In the original comment I mention my project and point to resources for learning more. I don't know why you think I am "weasel-wording, pussyfooting or hand-waving" when what is in fact happening is that we are having this discussion in a place that is not exactly optimal for writing pages and pages of explanations but rather for high-level discussion (which is necessarily brief on details but may link to resources).

I will be the first to admit that what I am doing is not fully worked out yet. Then again you are familiar with research work so you know things take a while to become polished enough to stand up to the "surface level scrutiny" even if the ideas may have merit from the beginning. The fact that I am working in the open and engaging people like you in discussion should not be considered "weasel-wording" or whatever slur you come up with.

You claim I am contradicting myself yet you do not elaborate on how so. I have already given you the argument for why it is not a contradiction (global consensus happens eventually due to convergence and "lazy" in computer science is another way to say "demand driven" - i.e. we converge as much as we need to in each "neighbourhood" of the network, the sheaf reference should further enhance your mental image of what is going on).

If you want to go into details with me and discuss things more thoroughly then I suggest you join the datalisp channel on telegram.

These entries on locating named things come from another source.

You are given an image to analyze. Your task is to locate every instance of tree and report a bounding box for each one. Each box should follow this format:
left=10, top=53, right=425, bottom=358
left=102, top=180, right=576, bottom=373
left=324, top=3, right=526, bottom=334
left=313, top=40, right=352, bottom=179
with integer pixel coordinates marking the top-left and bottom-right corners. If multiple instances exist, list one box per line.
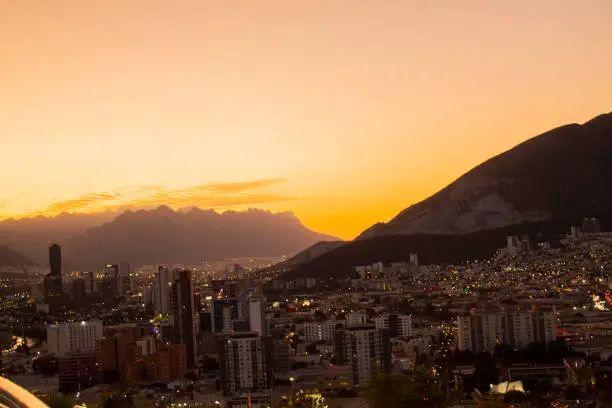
left=102, top=370, right=121, bottom=384
left=43, top=392, right=76, bottom=408
left=472, top=353, right=499, bottom=392
left=365, top=367, right=449, bottom=408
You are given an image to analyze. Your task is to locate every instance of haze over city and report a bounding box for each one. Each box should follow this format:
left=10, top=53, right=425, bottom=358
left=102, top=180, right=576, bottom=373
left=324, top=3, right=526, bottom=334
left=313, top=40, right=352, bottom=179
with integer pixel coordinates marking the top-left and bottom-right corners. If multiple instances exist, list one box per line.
left=0, top=0, right=612, bottom=239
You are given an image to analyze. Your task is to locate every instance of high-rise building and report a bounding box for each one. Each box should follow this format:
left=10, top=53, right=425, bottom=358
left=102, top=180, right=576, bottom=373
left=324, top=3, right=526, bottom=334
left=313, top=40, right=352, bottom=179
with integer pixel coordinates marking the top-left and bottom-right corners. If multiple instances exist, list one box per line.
left=102, top=264, right=119, bottom=302
left=457, top=311, right=505, bottom=353
left=47, top=320, right=103, bottom=357
left=346, top=311, right=368, bottom=326
left=335, top=325, right=391, bottom=387
left=457, top=310, right=557, bottom=353
left=49, top=244, right=62, bottom=275
left=117, top=262, right=132, bottom=296
left=213, top=298, right=240, bottom=333
left=72, top=278, right=87, bottom=306
left=249, top=296, right=267, bottom=336
left=374, top=313, right=412, bottom=337
left=57, top=352, right=102, bottom=393
left=97, top=333, right=142, bottom=380
left=304, top=320, right=345, bottom=344
left=217, top=332, right=273, bottom=408
left=170, top=270, right=199, bottom=367
left=154, top=265, right=174, bottom=314
left=44, top=244, right=62, bottom=307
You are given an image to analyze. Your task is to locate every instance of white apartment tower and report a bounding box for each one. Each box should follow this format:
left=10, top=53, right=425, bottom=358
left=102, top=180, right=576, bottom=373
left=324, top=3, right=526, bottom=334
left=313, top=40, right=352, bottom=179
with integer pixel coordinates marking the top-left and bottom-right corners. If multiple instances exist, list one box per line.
left=217, top=332, right=272, bottom=407
left=304, top=320, right=344, bottom=343
left=154, top=265, right=174, bottom=314
left=249, top=296, right=267, bottom=336
left=335, top=325, right=391, bottom=387
left=374, top=313, right=412, bottom=337
left=47, top=320, right=103, bottom=357
left=457, top=310, right=557, bottom=353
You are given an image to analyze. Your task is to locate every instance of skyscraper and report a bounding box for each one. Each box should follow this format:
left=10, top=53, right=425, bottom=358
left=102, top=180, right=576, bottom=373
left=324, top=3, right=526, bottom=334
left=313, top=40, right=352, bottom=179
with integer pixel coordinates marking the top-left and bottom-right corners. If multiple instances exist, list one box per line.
left=217, top=332, right=273, bottom=408
left=154, top=265, right=174, bottom=314
left=249, top=296, right=267, bottom=336
left=44, top=244, right=62, bottom=308
left=171, top=270, right=199, bottom=367
left=335, top=325, right=391, bottom=387
left=49, top=244, right=62, bottom=275
left=213, top=299, right=239, bottom=333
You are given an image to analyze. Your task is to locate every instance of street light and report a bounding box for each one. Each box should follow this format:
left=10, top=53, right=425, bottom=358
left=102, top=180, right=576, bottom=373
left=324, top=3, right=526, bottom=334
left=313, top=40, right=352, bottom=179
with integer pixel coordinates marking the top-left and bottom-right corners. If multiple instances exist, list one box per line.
left=289, top=377, right=295, bottom=398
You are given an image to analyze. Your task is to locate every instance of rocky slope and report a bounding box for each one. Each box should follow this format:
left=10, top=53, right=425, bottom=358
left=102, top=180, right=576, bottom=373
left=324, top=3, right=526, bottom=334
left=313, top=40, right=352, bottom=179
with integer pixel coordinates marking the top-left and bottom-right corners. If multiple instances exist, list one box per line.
left=359, top=113, right=612, bottom=239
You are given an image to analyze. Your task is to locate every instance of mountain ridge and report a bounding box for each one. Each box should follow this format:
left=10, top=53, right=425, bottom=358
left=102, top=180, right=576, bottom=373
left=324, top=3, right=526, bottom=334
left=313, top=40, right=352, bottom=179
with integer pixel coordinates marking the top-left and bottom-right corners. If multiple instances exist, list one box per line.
left=357, top=113, right=612, bottom=239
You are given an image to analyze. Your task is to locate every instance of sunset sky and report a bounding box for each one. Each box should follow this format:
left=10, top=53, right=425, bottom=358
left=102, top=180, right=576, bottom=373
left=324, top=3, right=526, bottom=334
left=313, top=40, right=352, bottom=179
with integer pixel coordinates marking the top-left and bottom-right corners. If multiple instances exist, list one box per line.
left=0, top=0, right=612, bottom=239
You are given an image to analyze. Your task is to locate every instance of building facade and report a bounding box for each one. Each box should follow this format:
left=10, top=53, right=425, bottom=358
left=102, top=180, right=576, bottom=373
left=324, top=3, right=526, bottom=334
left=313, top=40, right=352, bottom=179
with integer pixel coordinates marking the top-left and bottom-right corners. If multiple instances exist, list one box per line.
left=47, top=320, right=103, bottom=357
left=336, top=325, right=391, bottom=387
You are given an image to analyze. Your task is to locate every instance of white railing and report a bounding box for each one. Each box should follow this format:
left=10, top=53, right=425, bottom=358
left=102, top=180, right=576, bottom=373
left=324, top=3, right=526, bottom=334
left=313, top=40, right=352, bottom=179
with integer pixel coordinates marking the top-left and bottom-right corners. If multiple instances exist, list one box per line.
left=0, top=376, right=49, bottom=408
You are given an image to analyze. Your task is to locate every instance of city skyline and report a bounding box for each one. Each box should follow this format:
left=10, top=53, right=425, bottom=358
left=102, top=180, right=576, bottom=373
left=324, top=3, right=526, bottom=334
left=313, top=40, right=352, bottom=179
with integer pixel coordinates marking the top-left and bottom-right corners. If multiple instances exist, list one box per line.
left=0, top=1, right=612, bottom=239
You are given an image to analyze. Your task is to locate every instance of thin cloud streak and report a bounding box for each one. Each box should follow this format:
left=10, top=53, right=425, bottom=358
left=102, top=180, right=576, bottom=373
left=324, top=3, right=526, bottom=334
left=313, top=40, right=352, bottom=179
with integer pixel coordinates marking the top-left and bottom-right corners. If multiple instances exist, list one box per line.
left=0, top=178, right=297, bottom=218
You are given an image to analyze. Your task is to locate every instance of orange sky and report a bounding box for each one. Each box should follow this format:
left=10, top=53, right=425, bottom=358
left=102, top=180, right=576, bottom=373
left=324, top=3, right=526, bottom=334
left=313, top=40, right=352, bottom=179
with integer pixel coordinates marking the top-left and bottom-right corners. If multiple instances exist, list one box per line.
left=0, top=0, right=612, bottom=238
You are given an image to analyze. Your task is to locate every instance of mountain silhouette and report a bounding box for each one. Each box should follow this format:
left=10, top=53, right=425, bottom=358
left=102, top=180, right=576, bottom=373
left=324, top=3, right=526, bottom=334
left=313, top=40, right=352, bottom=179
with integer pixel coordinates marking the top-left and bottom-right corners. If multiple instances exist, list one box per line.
left=359, top=113, right=612, bottom=239
left=283, top=113, right=612, bottom=279
left=63, top=206, right=335, bottom=266
left=0, top=211, right=119, bottom=265
left=0, top=206, right=337, bottom=268
left=0, top=245, right=36, bottom=266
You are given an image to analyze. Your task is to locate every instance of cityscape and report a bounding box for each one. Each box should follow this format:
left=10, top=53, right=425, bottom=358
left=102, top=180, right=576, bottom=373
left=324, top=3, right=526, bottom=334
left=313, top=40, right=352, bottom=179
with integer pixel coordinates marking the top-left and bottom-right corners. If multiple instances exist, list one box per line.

I would be happy to hear your criticism and try to understand better in which ways I may be lacking. After all, what we all want is better systems of governance and if you are intrigued by this approach (or rather; high level description of a possible approach) then from my point of view our interests are aligned.


> But, I don't have very much patience for weasel-wording, pussyfooting, or hand-waving.

This was meant in a general sense; it wasn't an accusation. I apologize if it was interpreted otherwise.

I was hoping to see more about what distributed systems properties datalisp will be providing? It's fine if you're not ready, but if so, then maybe you could speak more to the specific problems you're trying to solve?


Sure, datalisp is really a very simple idea.

First we take canonical S-expressions (made by Ron Rivest for cryptographic signing) as the syntax of the "language" (again it's primarily a data-interchange format meant to be used to build distributed systems).

We enforce the restriction that the csexps must have versioned operators, that is (2:op1:0...) would be a the operation `op` and version `0`, the version is a natural number.

That's it for the data interchange format, now for the semantics of the language.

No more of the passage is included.